Good seats, bad seats, what's the difference? They're all worth the same to me now.
_______________________
Well, I'm about cleaned out for the season didn't I tell you there wasn't a whole lot to carry off? The lucky squirrel pin I wore to that losing playoff game can stay right where it is, way back on the locker's top shelf it's small and inconspicuous enough to go unnoticed, and I doubt anybody will disturb it over the winter. Maybe it'll have more of a positive charge next year, who knows? Though it occurs to me that Yankees fans probably shouldn't have on mascots, rally monkeys, or even a rally squirrel named Scooter helping them win games. Yankees fans, we're supposed to have the Stadium Ghosts on our side, aren't we?
Call me a fool, but I still haven't stopped believing in them.
Okay, here we go. I tape carton's shut, tuck it under my arm, step out of the Deep in the Red clubhouse, and start closing the door behind me before I walk on down the hall.
That's when I notice the signed, framed photo of Joe Torre on the wall right outside the door. It's an image we all have in etched our minds: A teary, very emotional, very human Joe being hoisted up on the shoulders of his team when they won that first World Series back in '96.

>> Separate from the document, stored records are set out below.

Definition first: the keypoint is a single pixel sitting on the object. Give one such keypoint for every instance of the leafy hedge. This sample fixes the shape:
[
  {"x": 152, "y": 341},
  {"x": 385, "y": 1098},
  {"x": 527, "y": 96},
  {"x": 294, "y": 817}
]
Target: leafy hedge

My wife gave the photo to me as a birthday present maybe five, six years ago, and I recall exactly why I chose to hang it near the door, where I could see it every time I went through:
For me, it's always been a reminder that if you never stop trying in life, and remain a human being through your mistakes, failures and brushes with adversity and bad luck, sometimes sometimes things work out okay, or better than okay. And when they don't, and you can still look yourself in the mirror and know you've done your best, and are loved and respected by the people you respect . . . hey, that's really not too bad either.
Joe Torre never needed extra incentives to do his best as manager of the Yankees. That was just his normal way. And with those final words, Dear Reader, I take my leave. Season over, door closed behind me, box of assorted junk under my arm . . .
Photo of Torre, Yankee manager, still right up beside my door where it belongs.
Thanks from all of us, Gentleman Joe.